Relationships between France and French Polynesia have been established many years ago. In 1843, the first act was signed between France’s King Louis Philippe and Tahiti’s Queen Pomare IV. This treaty converted Tahiti status from an Oceanic Settlement ( “Etablissements de l’Océanie” ) into a French Protectorate.
After World War II, it became an Overseas Territory with a specific organization. In 1956 and 1957, two new statuses gave the people of Tahiti and Her Islands the opportunity to manage their own internal public affairs and extended this right to new sectors such as trade and transportation. But the French Governor was still presiding the Council.
In 1984, a law implements a first autonomy status. The Polynesian Territory could establish distinctive “national” symbols (like a flag and an anthem) to take place next to the French Republic emblems. The Territory’s executive chief was the President of the Government of French Polynesia. But the real autonomy was only finalized on January 24th, 2000.
Today, the French Polynesian Assembly adopts “laws” in more important sectors and not only administrative acts. French Polynesia is now a member of international organizations and has its own representation in foreign states.

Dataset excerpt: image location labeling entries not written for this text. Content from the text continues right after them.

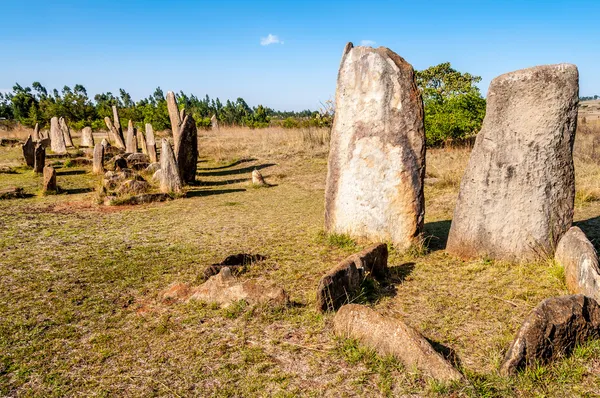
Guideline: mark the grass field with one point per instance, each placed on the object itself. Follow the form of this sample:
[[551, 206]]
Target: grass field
[[81, 310]]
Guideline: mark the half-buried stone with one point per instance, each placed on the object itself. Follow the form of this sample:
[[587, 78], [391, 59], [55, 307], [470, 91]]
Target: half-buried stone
[[580, 261]]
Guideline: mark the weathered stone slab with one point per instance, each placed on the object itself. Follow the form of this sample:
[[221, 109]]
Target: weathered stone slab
[[174, 116], [39, 158], [390, 336], [151, 143], [186, 150], [224, 289], [35, 136], [170, 181], [57, 139], [142, 141], [114, 134], [551, 330], [98, 165], [516, 197], [377, 155], [49, 179], [66, 132], [580, 261], [131, 143], [87, 138], [29, 151], [342, 283]]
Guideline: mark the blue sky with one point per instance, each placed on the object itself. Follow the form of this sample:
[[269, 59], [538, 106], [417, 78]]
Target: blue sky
[[214, 47]]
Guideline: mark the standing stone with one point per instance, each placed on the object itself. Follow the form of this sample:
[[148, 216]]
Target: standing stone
[[36, 133], [142, 141], [87, 138], [580, 261], [66, 132], [151, 143], [98, 165], [29, 151], [49, 184], [57, 139], [186, 149], [214, 123], [516, 197], [174, 116], [377, 157], [116, 120], [131, 144], [40, 158], [114, 134], [170, 181]]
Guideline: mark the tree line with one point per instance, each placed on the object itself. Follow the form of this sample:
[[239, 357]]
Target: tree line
[[454, 107]]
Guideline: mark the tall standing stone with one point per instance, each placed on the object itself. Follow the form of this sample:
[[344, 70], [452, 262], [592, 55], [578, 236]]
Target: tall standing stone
[[116, 121], [151, 143], [131, 144], [98, 164], [36, 133], [57, 139], [174, 116], [377, 156], [29, 151], [114, 134], [516, 197], [186, 149], [214, 123], [142, 141], [87, 138], [40, 158], [49, 183], [66, 132], [170, 181]]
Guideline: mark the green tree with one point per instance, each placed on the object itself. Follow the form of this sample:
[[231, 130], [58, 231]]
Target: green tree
[[454, 107]]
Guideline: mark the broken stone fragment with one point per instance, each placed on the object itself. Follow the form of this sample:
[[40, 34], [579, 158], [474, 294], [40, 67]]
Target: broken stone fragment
[[391, 336], [551, 330]]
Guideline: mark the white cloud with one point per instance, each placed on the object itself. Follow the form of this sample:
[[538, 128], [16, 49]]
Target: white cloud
[[270, 39]]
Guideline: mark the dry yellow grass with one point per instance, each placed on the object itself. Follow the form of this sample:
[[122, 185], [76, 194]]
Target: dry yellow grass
[[80, 298]]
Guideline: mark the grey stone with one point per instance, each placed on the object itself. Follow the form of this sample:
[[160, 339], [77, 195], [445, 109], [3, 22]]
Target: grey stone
[[151, 143], [516, 197], [39, 158], [35, 136], [342, 283], [186, 149], [49, 179], [29, 151], [390, 336], [377, 154], [98, 166], [551, 330], [173, 116], [131, 144], [57, 139], [62, 122], [87, 138], [114, 134], [580, 261], [224, 289], [170, 181]]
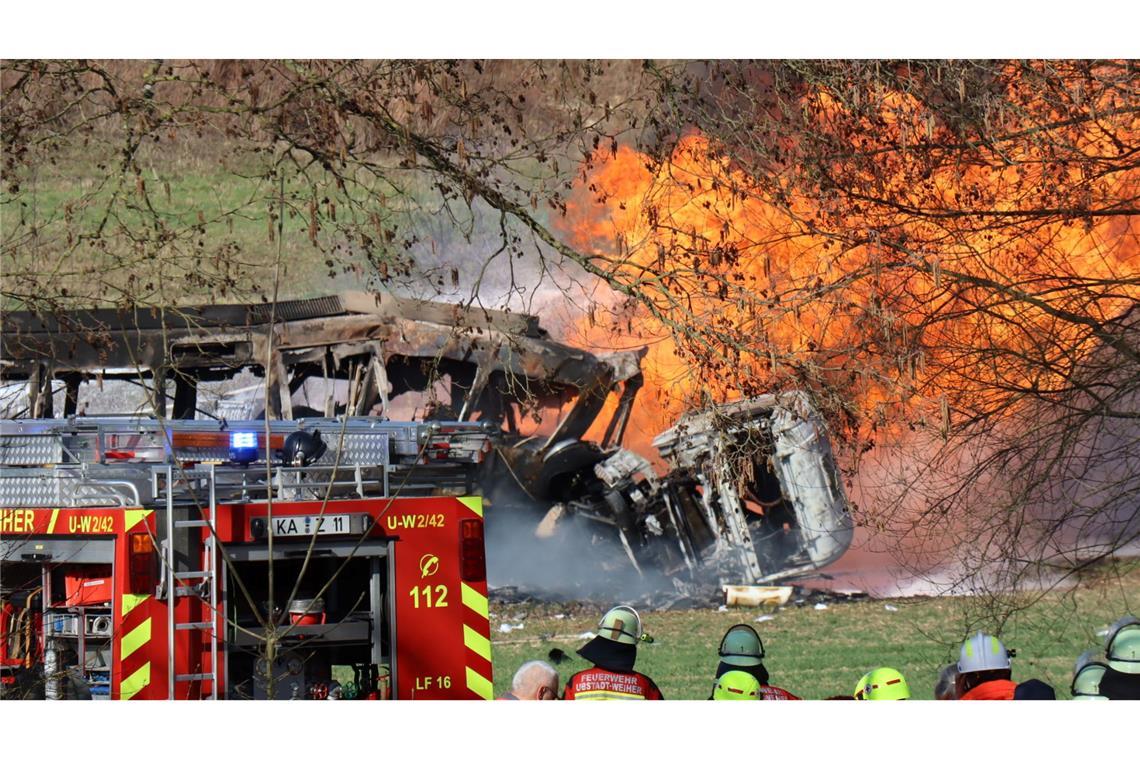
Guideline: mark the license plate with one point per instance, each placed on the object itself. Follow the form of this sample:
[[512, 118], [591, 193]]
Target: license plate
[[310, 524]]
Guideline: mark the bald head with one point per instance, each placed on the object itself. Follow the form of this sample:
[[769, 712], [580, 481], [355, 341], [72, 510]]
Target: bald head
[[535, 680]]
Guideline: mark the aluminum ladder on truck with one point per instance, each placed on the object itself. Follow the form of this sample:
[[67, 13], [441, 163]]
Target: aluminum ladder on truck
[[203, 581]]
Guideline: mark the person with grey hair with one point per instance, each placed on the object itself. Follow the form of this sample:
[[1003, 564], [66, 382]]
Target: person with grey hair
[[946, 687], [534, 680]]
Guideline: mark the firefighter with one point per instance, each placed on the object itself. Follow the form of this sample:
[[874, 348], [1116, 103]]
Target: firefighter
[[613, 652], [1122, 651], [882, 684], [737, 685], [984, 669], [742, 650]]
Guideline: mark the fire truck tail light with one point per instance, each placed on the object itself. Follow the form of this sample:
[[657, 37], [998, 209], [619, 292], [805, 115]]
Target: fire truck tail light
[[472, 554], [143, 573]]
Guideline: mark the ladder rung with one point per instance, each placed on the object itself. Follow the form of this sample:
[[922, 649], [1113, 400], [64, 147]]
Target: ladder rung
[[193, 573], [194, 677]]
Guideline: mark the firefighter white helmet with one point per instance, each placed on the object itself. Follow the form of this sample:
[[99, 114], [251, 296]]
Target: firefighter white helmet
[[983, 652]]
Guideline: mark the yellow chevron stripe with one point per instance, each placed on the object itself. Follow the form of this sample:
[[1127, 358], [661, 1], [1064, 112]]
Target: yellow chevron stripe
[[135, 683], [131, 601], [474, 599], [132, 517], [473, 503], [477, 643], [135, 639], [480, 685]]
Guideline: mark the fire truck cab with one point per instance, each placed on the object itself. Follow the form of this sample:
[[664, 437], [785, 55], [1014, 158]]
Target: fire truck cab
[[151, 558]]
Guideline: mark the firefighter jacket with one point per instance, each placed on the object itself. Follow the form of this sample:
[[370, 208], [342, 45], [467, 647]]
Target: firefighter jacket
[[994, 689], [1117, 685], [601, 684]]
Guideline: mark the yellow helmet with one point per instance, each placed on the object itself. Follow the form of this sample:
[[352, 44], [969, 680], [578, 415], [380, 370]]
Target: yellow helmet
[[737, 685], [885, 684], [621, 624]]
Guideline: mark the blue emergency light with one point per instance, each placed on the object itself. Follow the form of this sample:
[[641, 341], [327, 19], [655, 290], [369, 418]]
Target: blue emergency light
[[243, 447]]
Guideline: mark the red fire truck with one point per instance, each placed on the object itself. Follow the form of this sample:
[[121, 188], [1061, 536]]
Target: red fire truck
[[326, 558]]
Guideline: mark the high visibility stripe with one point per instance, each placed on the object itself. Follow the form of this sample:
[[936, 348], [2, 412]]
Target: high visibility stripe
[[131, 601], [136, 638], [132, 517], [473, 503], [480, 685], [477, 643], [475, 601], [136, 683]]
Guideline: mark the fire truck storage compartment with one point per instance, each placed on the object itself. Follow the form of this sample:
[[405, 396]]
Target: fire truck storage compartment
[[78, 622], [352, 645]]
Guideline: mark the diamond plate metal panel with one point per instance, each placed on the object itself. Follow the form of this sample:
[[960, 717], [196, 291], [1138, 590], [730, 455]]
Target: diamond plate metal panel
[[30, 450]]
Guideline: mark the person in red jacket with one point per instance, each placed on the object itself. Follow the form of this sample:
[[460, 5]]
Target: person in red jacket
[[984, 669], [613, 653]]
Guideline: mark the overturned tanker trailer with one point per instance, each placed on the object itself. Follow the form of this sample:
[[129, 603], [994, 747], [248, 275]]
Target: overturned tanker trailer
[[749, 491]]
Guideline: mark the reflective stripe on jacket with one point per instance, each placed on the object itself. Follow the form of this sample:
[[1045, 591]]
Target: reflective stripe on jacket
[[600, 684]]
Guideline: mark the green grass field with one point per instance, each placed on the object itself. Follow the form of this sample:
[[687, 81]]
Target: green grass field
[[819, 653]]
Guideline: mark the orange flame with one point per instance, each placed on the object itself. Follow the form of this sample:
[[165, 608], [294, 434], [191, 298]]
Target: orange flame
[[952, 296]]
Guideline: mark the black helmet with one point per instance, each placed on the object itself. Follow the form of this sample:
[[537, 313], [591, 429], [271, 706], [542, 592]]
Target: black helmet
[[302, 448]]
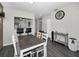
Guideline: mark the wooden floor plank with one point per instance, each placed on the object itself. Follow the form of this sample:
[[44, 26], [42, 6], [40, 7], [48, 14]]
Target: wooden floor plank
[[54, 49]]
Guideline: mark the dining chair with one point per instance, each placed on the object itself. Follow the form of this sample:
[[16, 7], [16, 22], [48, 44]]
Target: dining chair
[[16, 45], [17, 51]]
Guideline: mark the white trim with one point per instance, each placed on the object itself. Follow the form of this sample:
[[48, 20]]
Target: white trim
[[7, 44]]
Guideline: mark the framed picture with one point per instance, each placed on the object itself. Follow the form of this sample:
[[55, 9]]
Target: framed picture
[[59, 14]]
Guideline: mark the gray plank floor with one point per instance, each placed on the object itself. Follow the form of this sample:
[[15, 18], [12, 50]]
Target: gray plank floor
[[53, 50]]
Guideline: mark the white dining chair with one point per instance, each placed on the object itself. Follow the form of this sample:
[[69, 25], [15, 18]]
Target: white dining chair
[[45, 37], [16, 45]]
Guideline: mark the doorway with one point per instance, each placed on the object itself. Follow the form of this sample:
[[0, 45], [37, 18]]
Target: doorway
[[1, 32]]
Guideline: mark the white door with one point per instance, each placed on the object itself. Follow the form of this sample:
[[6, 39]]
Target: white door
[[49, 28]]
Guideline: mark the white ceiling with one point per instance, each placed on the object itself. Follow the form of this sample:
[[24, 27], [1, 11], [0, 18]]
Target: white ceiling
[[40, 9]]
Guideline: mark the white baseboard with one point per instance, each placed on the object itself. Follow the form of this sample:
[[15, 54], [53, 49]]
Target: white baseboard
[[7, 44]]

This new overseas country’s (called in French a “TOM” – Territoire d’Outre-Mer) personality is characterized by a dual status:
- The French government : It remains in charge of the national defence, the maintain of the established order, the matters of nationality and immigration, justice, higher education, research, visual communication and currency. It is represented locally by a High-Commissioner who is responsible of the established order, the respect of the public freedom, and individual & collective rights.
- The Territory government : All other sectors not listed above are directly under the responsibility of the French Polynesian government or can be transferred to it (local administration, primary and secondary education, taxes, foreign exchanges, prices…).
The local Institutions
French Polynesia is governed by elected representatives. The three institutions are :
- The governement
- The Assembly
- The Economic, Social and Cultural Council (CESC)
The Government of French Polynesia
The President of the Government of French Polynesia is the Chief of the Executive and he represents the Territory and its Territorial administration. He is elected by the Assembly of French Polynesia with an absolute majority for five years. He appoints the Ministers and the Vice-President and presides the Council of Ministers.
Ministers represent the second part of the Government. The Council of Ministers takes appropriate measures required for the application of the resolutions voted by the Assembly. It has an important decision power.
The Assembly of French Polynesia
The Assembly is a deliberating institution with normative functions and executive control. It votes resolutions in all subjects within the Territory’s competency, except for the powers attributed to the executive. It also elects the President of the Government.
The 49 members of this Assembly are elected for five year at the «universal suffrage» i.e. directly by the population regarding a proportional representation of the five archipelagoes of French Polynesia. Composition of the Assembly based on the last election (6th May, 2001) is shared by 4 political parties.
The Economic, Social and Cultural Council (C.E.S.C.)
The C.E.S.C. is made of 41 members divided into four sectors: salaried employees ; employers ; agricultural activities (breeding, fishing and traditional craft industry) ; associations and groups with an economic, family, scientific, cultural, educative or sport nature.
The C.E.S.C. acts as an advisory group. It is consulted by the Government or the Assembly of French Polynesia regarding projects that have an economic, social or cultural nature. It may also conduct its own studies on subjects relevant to its competence.